RACHEL RANDER
CATHOLIC VALUES COLUMNIST
Recently there have been more and more cases where parents come out and tell the story of their child’s journey to find his or her “true gender.” Usually, they are in complete support of letting their child “find themselves” and choose its life, often at a very young age.
While most of these cases involve the child making statements of gender dysphoria, a medical condition where someone believes that they are the opposite gender, much of the supporting evidence is based on things like “my son enjoys wearing girl’s clothes and having long hair.” Letting a child decide on something like gender is not only destroying his identity as a child of God, but it is also perpetuating stereotypes for each gender.
Growing up in a Catholic family, like many students at Franciscan, it’s easy for me to see the backwards logic in letting children decide their gender. After reading many testimonials about children with gender dysphoria, specifically looking at their parent’s statements, it’s become easier for me to understand the argument of the other side.
The way the parents of these children view love is that love lets someone do whatever he wants as long as it makes him happy in the present. This informs their view that the gender dysphoria that their child is experiencing is the child’s expression of his true self. I believe that most of these parents are trying their best to love their children, but missing the mark on love.
The Catholic view of love, especially in terms of child-rearing, is helping people to achieve God’s plan for them even if that means telling them that something that makes them happy in the moment will hurt them in the long run.
The American College of Pediatrics says that procedures and drugs that suppress a child’s natural hormones helping him/her to live as the opposite gender “violates the long-standing ethical principle of ‘First do no harm.’” That transgender procedures are harmful is true even apart from Christian doctrine.
Of course, Catholic teaching tells us that gender isn’t a choice.
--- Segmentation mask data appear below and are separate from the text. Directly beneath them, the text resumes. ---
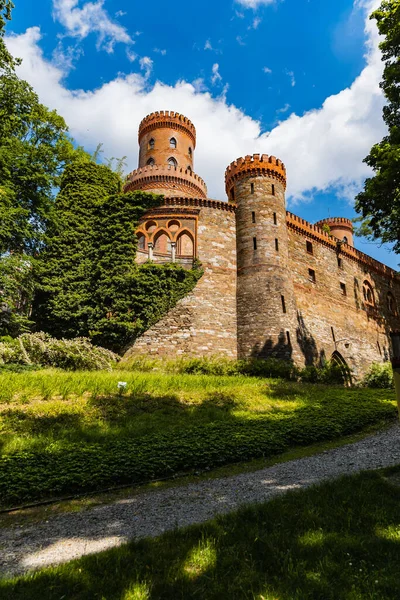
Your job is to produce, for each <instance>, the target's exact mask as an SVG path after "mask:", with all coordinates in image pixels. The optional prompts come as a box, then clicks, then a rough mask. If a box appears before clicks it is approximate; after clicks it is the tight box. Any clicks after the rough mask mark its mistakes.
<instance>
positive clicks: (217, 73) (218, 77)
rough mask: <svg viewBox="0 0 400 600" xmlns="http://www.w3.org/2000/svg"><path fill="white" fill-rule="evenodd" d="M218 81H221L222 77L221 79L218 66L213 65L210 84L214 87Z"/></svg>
mask: <svg viewBox="0 0 400 600" xmlns="http://www.w3.org/2000/svg"><path fill="white" fill-rule="evenodd" d="M220 81H222V77H221V74H220V72H219V64H218V63H215V64H214V65H213V68H212V77H211V83H212V84H213V85H215V84H217V83H219V82H220Z"/></svg>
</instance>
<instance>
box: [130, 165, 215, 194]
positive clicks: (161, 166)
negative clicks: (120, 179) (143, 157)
mask: <svg viewBox="0 0 400 600" xmlns="http://www.w3.org/2000/svg"><path fill="white" fill-rule="evenodd" d="M157 183H163V184H168V187H171V188H172V187H173V185H181V186H184V187H187V188H188V189H189V191H190V193H191V195H193V196H197V195H198V196H200V197H204V198H207V186H206V184H205V182H204V181H203V179H202V178H201V177H199V176H198V175H196V173H193V171H190V170H187V169H182V167H172V166H171V165H153V166H150V165H149V166H147V167H143V168H142V169H136V170H135V171H132V173H130V174H129V175H128V176H127V181H126V184H125V186H124V191H125V192H130V191H134V190H138V189H141V187H142V186H144V185H146V187H147V188H149V184H151V185H154V188H157Z"/></svg>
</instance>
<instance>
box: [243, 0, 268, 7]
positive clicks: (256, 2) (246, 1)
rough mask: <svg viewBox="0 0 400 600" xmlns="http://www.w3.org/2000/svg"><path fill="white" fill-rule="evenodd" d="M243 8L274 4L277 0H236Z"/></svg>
mask: <svg viewBox="0 0 400 600" xmlns="http://www.w3.org/2000/svg"><path fill="white" fill-rule="evenodd" d="M236 1H237V2H239V4H242V6H244V7H245V8H258V7H259V6H261V5H262V4H275V2H276V1H277V0H236Z"/></svg>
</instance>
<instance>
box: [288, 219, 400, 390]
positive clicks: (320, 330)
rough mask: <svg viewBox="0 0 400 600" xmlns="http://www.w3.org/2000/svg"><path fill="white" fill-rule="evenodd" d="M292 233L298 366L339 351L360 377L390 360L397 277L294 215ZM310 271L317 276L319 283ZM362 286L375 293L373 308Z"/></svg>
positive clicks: (398, 279) (398, 297) (294, 348)
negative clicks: (372, 364) (392, 310)
mask: <svg viewBox="0 0 400 600" xmlns="http://www.w3.org/2000/svg"><path fill="white" fill-rule="evenodd" d="M288 230H289V260H290V271H291V274H292V277H293V283H294V293H295V300H296V306H297V324H296V331H295V332H293V335H292V337H293V338H294V340H295V341H294V350H295V353H296V355H299V354H300V356H301V359H300V361H299V362H300V364H301V363H303V364H318V363H319V361H320V360H321V358H323V357H324V358H326V359H330V358H331V357H332V355H333V353H334V352H339V353H340V354H341V355H342V357H343V358H344V359H345V360H346V362H347V364H348V365H349V367H350V368H351V369H353V371H354V375H355V377H356V378H357V377H360V376H361V375H362V374H363V373H365V371H366V370H368V367H369V365H370V364H371V363H372V362H383V361H385V360H388V358H389V352H390V338H389V333H390V331H391V330H393V329H398V328H399V327H400V321H399V317H398V315H397V316H396V314H395V313H396V309H394V311H390V310H389V307H388V300H387V295H388V293H391V294H393V297H394V298H395V302H396V305H397V307H400V279H399V276H398V275H396V273H395V272H394V271H392V270H391V269H389V268H388V267H385V266H384V265H381V264H380V263H378V262H377V261H374V260H373V259H371V258H370V257H368V256H366V255H363V254H362V253H361V252H358V251H356V250H354V249H353V248H351V247H350V246H348V245H347V244H339V245H338V244H337V242H336V241H335V240H334V239H332V238H329V236H327V235H325V234H323V235H322V234H320V233H318V231H317V230H316V228H315V227H313V226H311V225H310V224H308V223H307V222H305V221H303V220H302V219H299V218H298V217H294V216H293V215H290V214H289V215H288ZM307 241H308V242H309V246H308V248H307ZM310 244H311V246H310ZM309 269H311V270H312V271H314V272H315V281H312V277H311V276H310V273H309ZM364 281H368V282H369V284H370V285H371V287H372V289H373V293H374V297H375V306H373V304H370V303H368V302H366V301H365V299H364V296H363V284H364ZM397 310H398V308H397ZM296 362H298V361H297V360H296Z"/></svg>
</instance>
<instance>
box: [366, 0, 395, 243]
mask: <svg viewBox="0 0 400 600" xmlns="http://www.w3.org/2000/svg"><path fill="white" fill-rule="evenodd" d="M371 18H373V19H375V20H376V22H377V25H378V29H379V33H380V34H381V35H382V36H383V38H384V39H383V41H382V42H381V44H380V48H381V50H382V54H383V60H384V61H385V69H384V74H383V81H382V83H381V88H382V89H383V91H384V94H385V96H386V99H387V104H386V106H385V107H384V109H383V117H384V120H385V122H386V124H387V126H388V129H389V131H388V135H387V136H385V137H384V138H383V140H382V141H381V142H380V143H378V144H375V146H373V148H372V149H371V152H370V154H369V156H367V158H366V159H365V162H366V163H367V164H368V165H369V166H370V167H371V168H372V169H373V170H374V172H375V174H374V176H373V177H371V178H369V179H367V181H366V182H365V187H364V190H363V191H362V192H361V193H360V194H359V195H358V196H357V198H356V210H357V212H359V213H360V214H361V215H362V218H363V219H364V222H365V226H364V228H363V230H364V231H366V232H367V233H368V232H371V233H372V235H373V237H375V238H381V239H382V240H383V241H384V242H393V243H394V249H395V251H396V252H400V236H399V231H400V0H383V2H382V4H381V6H380V8H379V9H378V10H376V11H375V12H374V13H373V14H372V17H371Z"/></svg>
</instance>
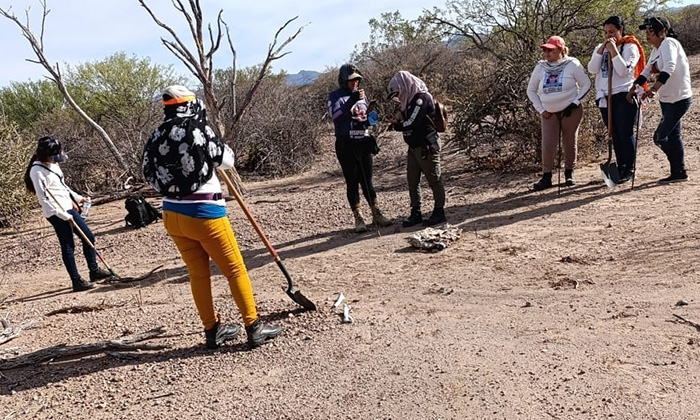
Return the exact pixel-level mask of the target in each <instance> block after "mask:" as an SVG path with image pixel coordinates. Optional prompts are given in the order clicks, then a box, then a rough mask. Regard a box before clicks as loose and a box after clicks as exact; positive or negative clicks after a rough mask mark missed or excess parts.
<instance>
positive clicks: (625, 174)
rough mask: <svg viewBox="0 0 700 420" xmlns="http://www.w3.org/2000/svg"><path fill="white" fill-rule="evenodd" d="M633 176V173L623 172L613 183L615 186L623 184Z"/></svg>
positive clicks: (629, 172) (628, 172) (629, 171)
mask: <svg viewBox="0 0 700 420" xmlns="http://www.w3.org/2000/svg"><path fill="white" fill-rule="evenodd" d="M633 175H634V172H632V171H629V172H623V173H621V174H620V179H618V180H617V181H615V183H616V184H624V183H625V182H629V180H630V179H632V176H633Z"/></svg>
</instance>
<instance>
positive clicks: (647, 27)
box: [639, 16, 671, 32]
mask: <svg viewBox="0 0 700 420" xmlns="http://www.w3.org/2000/svg"><path fill="white" fill-rule="evenodd" d="M647 28H652V29H653V30H654V31H655V32H658V31H660V30H662V29H666V30H667V31H668V30H669V29H670V28H671V24H670V23H669V22H668V19H666V18H663V17H658V16H652V17H650V18H646V19H644V23H642V24H641V25H639V29H640V30H644V29H647Z"/></svg>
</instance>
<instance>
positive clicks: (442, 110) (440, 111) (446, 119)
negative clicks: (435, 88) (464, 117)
mask: <svg viewBox="0 0 700 420" xmlns="http://www.w3.org/2000/svg"><path fill="white" fill-rule="evenodd" d="M433 125H434V126H435V131H437V132H438V133H444V132H445V131H447V107H445V104H443V103H441V102H438V101H437V100H436V101H435V121H433Z"/></svg>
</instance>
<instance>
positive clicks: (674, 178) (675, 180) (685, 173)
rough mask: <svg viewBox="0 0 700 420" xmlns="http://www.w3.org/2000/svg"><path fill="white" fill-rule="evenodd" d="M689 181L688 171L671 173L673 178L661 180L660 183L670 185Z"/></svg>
mask: <svg viewBox="0 0 700 420" xmlns="http://www.w3.org/2000/svg"><path fill="white" fill-rule="evenodd" d="M687 180H688V173H687V172H686V171H682V172H675V173H671V176H667V177H666V178H663V179H660V180H659V182H661V183H664V184H668V183H671V182H680V181H687Z"/></svg>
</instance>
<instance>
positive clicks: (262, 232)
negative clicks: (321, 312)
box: [218, 170, 316, 311]
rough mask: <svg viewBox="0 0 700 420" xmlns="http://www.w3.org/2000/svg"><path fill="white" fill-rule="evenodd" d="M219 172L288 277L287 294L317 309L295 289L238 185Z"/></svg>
mask: <svg viewBox="0 0 700 420" xmlns="http://www.w3.org/2000/svg"><path fill="white" fill-rule="evenodd" d="M218 172H219V174H220V175H221V177H222V178H223V179H224V181H225V182H226V186H227V187H228V190H229V191H230V192H231V194H233V197H234V198H235V199H236V201H237V202H238V205H239V206H241V209H242V210H243V213H245V215H246V217H247V218H248V220H249V221H250V223H251V224H252V225H253V227H254V228H255V231H256V232H257V233H258V236H260V239H261V240H262V241H263V243H264V244H265V247H266V248H267V251H268V252H269V253H270V255H272V257H273V258H274V259H275V262H276V263H277V266H278V267H279V268H280V270H282V273H283V274H284V277H286V278H287V290H286V292H287V296H289V297H290V298H291V299H292V300H293V301H294V302H296V303H297V304H299V305H300V306H301V307H302V308H304V309H306V310H307V311H315V310H316V305H315V304H314V303H313V302H311V301H310V300H309V299H307V298H306V296H304V295H303V294H301V292H300V291H298V290H294V284H293V283H292V276H290V275H289V272H288V271H287V268H286V267H285V266H284V264H283V263H282V260H281V259H280V256H279V255H278V254H277V251H275V248H273V247H272V244H270V241H269V240H268V239H267V236H265V233H264V232H263V231H262V229H261V228H260V225H259V224H258V222H257V221H256V220H255V217H253V215H252V214H251V213H250V210H248V206H247V205H246V204H245V202H244V201H243V198H242V197H241V195H240V194H238V191H237V190H236V187H234V185H233V182H232V181H231V178H229V177H228V175H227V174H226V172H224V171H222V170H219V171H218ZM282 290H284V288H282Z"/></svg>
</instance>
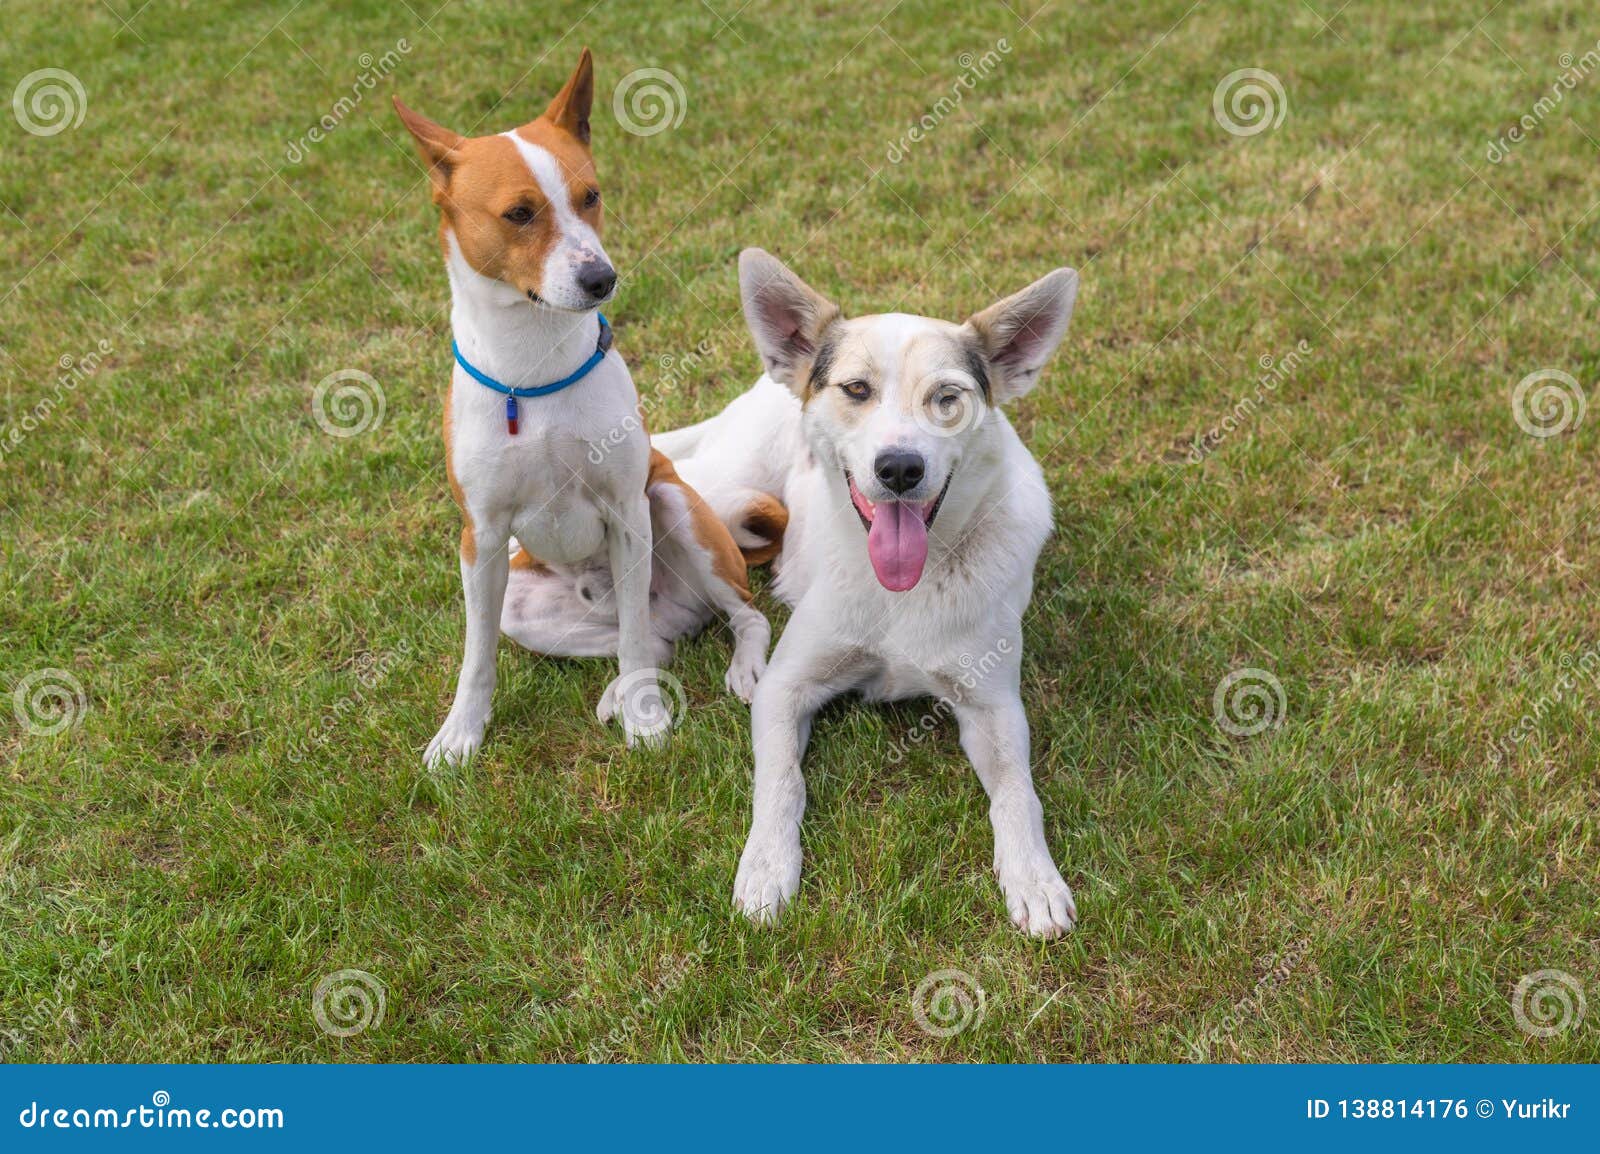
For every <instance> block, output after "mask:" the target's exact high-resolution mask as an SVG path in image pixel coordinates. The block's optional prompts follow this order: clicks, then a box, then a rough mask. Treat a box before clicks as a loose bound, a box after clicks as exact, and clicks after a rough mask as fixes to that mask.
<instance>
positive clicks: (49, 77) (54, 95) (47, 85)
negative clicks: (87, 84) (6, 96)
mask: <svg viewBox="0 0 1600 1154" xmlns="http://www.w3.org/2000/svg"><path fill="white" fill-rule="evenodd" d="M88 112H90V98H88V93H85V91H83V82H82V80H78V78H77V77H75V75H72V74H70V72H67V70H66V69H40V70H38V72H29V74H27V75H26V77H22V80H21V82H18V86H16V90H14V91H13V93H11V115H14V117H16V122H18V123H19V125H22V131H26V133H29V134H32V136H54V134H56V133H64V131H67V130H69V128H77V126H78V125H82V123H83V117H86V115H88Z"/></svg>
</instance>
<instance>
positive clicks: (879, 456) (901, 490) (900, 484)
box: [872, 448, 926, 493]
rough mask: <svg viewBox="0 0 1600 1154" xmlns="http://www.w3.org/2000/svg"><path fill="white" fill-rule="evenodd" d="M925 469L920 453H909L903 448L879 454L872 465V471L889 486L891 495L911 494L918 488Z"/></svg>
mask: <svg viewBox="0 0 1600 1154" xmlns="http://www.w3.org/2000/svg"><path fill="white" fill-rule="evenodd" d="M925 467H926V466H923V461H922V455H920V453H907V451H906V450H902V448H891V450H888V451H886V453H878V459H877V461H874V463H872V471H874V472H875V474H878V480H882V482H883V483H885V485H888V490H890V493H909V491H910V490H914V488H917V487H918V485H920V483H922V474H923V469H925Z"/></svg>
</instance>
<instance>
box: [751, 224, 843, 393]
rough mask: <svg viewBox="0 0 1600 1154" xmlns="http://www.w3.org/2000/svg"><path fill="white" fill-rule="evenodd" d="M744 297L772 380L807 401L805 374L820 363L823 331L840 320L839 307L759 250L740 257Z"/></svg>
mask: <svg viewBox="0 0 1600 1154" xmlns="http://www.w3.org/2000/svg"><path fill="white" fill-rule="evenodd" d="M739 296H741V298H742V301H744V323H747V325H749V327H750V336H752V338H754V339H755V349H757V351H758V352H760V354H762V363H763V365H765V367H766V373H768V376H771V378H773V379H774V381H778V383H779V384H787V386H789V387H790V389H794V392H795V394H798V395H800V397H805V392H806V386H808V381H806V379H805V376H803V371H805V368H806V367H808V365H810V363H811V362H813V360H814V359H816V354H818V349H819V347H821V341H822V331H824V330H826V328H827V327H829V325H832V323H834V322H835V320H838V306H837V304H834V303H832V301H829V299H827V298H826V296H822V295H821V293H818V291H816V290H814V288H811V286H810V285H808V283H805V282H803V280H800V277H797V275H795V274H792V272H790V270H789V267H787V266H786V264H784V262H782V261H779V259H778V258H776V256H773V254H771V253H768V251H763V250H760V248H746V250H744V251H742V253H739Z"/></svg>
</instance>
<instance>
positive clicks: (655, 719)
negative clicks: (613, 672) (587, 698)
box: [595, 669, 685, 749]
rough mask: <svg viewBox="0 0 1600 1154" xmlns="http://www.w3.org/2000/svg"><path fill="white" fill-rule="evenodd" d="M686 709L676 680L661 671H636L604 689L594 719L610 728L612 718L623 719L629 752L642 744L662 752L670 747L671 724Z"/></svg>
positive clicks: (631, 672) (611, 684)
mask: <svg viewBox="0 0 1600 1154" xmlns="http://www.w3.org/2000/svg"><path fill="white" fill-rule="evenodd" d="M662 682H666V687H664V685H662ZM667 690H670V693H669V691H667ZM683 709H685V699H683V687H682V685H678V682H677V679H674V677H672V675H670V674H662V672H661V671H659V669H635V671H634V672H630V674H622V675H621V677H616V679H613V682H611V683H610V685H606V687H605V693H602V695H600V704H598V706H595V717H598V719H600V723H602V725H610V723H611V719H613V717H621V719H622V735H624V738H626V739H627V747H629V749H634V747H635V746H640V744H643V746H648V747H650V749H661V747H662V746H666V744H667V736H669V735H670V733H672V723H674V722H675V720H677V719H678V715H680V714H682V712H683Z"/></svg>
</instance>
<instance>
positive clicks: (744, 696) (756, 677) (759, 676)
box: [723, 650, 766, 704]
mask: <svg viewBox="0 0 1600 1154" xmlns="http://www.w3.org/2000/svg"><path fill="white" fill-rule="evenodd" d="M765 672H766V653H765V651H763V650H752V651H749V653H741V651H739V650H734V653H733V663H731V664H730V666H728V675H726V677H725V679H723V683H725V685H726V687H728V693H731V695H733V696H736V698H739V701H742V703H744V704H750V698H752V696H755V683H757V682H758V680H762V674H765Z"/></svg>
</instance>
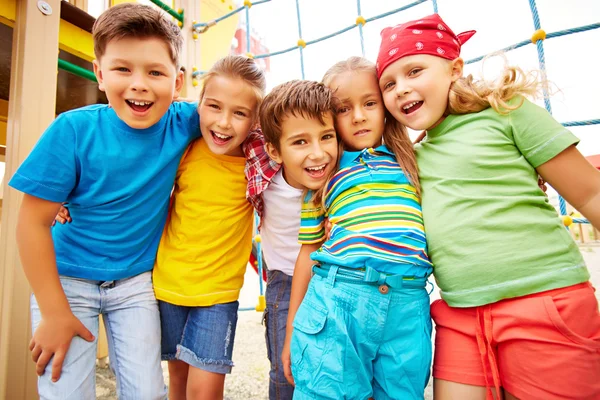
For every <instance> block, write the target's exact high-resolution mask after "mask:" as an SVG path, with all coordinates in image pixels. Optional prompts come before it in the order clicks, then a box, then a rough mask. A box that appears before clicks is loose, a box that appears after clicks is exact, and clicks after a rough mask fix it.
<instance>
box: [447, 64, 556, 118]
mask: <svg viewBox="0 0 600 400" xmlns="http://www.w3.org/2000/svg"><path fill="white" fill-rule="evenodd" d="M547 85H548V82H547V81H546V79H545V77H544V76H543V75H542V77H541V79H540V76H539V74H538V73H537V72H536V71H532V72H529V73H527V74H526V73H525V72H523V70H522V69H521V68H519V67H515V66H507V65H505V67H504V70H503V71H502V74H501V75H500V77H499V78H497V79H496V80H494V81H486V80H484V79H481V80H474V79H473V76H472V75H468V76H466V77H461V78H459V79H458V80H457V81H455V82H453V83H452V84H451V85H450V92H449V96H448V108H447V110H446V113H447V114H468V113H476V112H479V111H483V110H485V109H486V108H489V107H492V108H493V109H494V110H495V111H496V112H497V113H499V114H507V113H509V112H510V111H512V110H515V109H517V108H519V107H520V106H521V104H523V103H522V101H521V102H520V103H519V104H517V105H514V106H511V105H509V104H508V101H509V100H511V99H512V98H513V97H515V96H531V97H537V96H538V95H539V94H540V92H541V89H542V88H546V87H547Z"/></svg>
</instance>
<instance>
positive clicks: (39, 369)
mask: <svg viewBox="0 0 600 400" xmlns="http://www.w3.org/2000/svg"><path fill="white" fill-rule="evenodd" d="M51 358H52V352H50V351H42V354H41V355H40V357H39V358H38V360H37V362H36V364H35V372H36V373H37V374H38V376H42V375H44V371H45V370H46V365H48V363H49V362H50V359H51Z"/></svg>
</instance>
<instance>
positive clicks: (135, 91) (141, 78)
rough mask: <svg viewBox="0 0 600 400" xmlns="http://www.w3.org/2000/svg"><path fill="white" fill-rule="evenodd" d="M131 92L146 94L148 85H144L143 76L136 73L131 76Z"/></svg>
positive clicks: (140, 74) (143, 76)
mask: <svg viewBox="0 0 600 400" xmlns="http://www.w3.org/2000/svg"><path fill="white" fill-rule="evenodd" d="M131 90H133V91H134V92H147V91H148V85H147V83H146V77H145V75H144V74H139V73H136V74H134V75H133V80H132V82H131Z"/></svg>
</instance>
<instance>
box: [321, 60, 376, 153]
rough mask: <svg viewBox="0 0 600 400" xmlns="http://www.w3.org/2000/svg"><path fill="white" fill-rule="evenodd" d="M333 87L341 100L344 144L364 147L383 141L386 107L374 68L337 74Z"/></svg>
mask: <svg viewBox="0 0 600 400" xmlns="http://www.w3.org/2000/svg"><path fill="white" fill-rule="evenodd" d="M328 86H329V88H330V89H331V90H333V92H334V93H335V97H336V100H337V103H338V104H337V106H336V115H335V122H336V128H337V132H338V134H339V135H340V138H341V140H342V142H343V143H344V148H346V149H348V150H352V151H360V150H362V149H365V148H369V147H377V146H380V145H381V137H382V136H383V130H384V125H385V109H384V105H383V99H382V98H381V93H380V91H379V86H378V84H377V76H376V75H375V73H373V72H371V71H347V72H344V73H341V74H339V75H336V76H335V77H334V78H333V79H332V80H331V82H329V85H328Z"/></svg>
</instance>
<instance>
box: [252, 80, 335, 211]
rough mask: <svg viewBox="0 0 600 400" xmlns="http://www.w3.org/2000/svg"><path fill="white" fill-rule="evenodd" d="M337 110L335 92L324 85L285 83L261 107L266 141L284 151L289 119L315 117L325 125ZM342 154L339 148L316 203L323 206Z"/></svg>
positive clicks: (304, 82) (316, 201) (272, 94)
Letting children decide their gender ruins their identity as children of God. If I have a daughter and let her believe that she is a boy placed in the wrong body, I will be telling her in no uncertain terms that her body is wrong for her; that she is a mistake. Parents have the responsibility to teach their children that they were made in the image and likeness of God and to correct them if they believe that they are a mistake.
While there are many parents who honestly want the best for their children and misguidedly let them live as the opposite gender, there is another side to the issue. It also carries political weight since the issue is especially hot right now. Saying that my son is becoming a girl is a way to use him as a political pawn. He becomes a twisted version of evidence supporting my case that gender is a choice. Sometimes, these cases are used to say that children who are “unaffected” by society know instinctually what they are. In either case, it is an extreme destruction and perversion of love.
Gender stereotypes also play a major part in the debate on gender dysphoria in children. As I said before, most calls on gender are made when the child states his or her belief that he or she is mentally another gender. These statements are usually supported by the child’s want to do things that are normally associated with the opposite gender. While it’s destructive enough to tell a child that he or she is another gender, it’s even worse to tell a child that his identity is based on his likes and dislikes.
Men and women both have roles in society that are important and create part of what it means to be man or woman. However, reducing manhood or womanhood to a list of should’s and shouldn’t’s is a perversion of what we were made to be. It most likely increases the number of gender dysphoria cases because children are told that they fit into society only in certain roles as a girl or boy. They are pressured to fit in, and when they don’t it can trigger an emotional reaction and feeling of being lost in society.
The belief that love that lets the other do whatever makes him happy is a perverted vision of love. True love enables the other to reach his full potential in God’s plan for his life. On the topic of gender, love is not letting a child choose to be what he was not created for.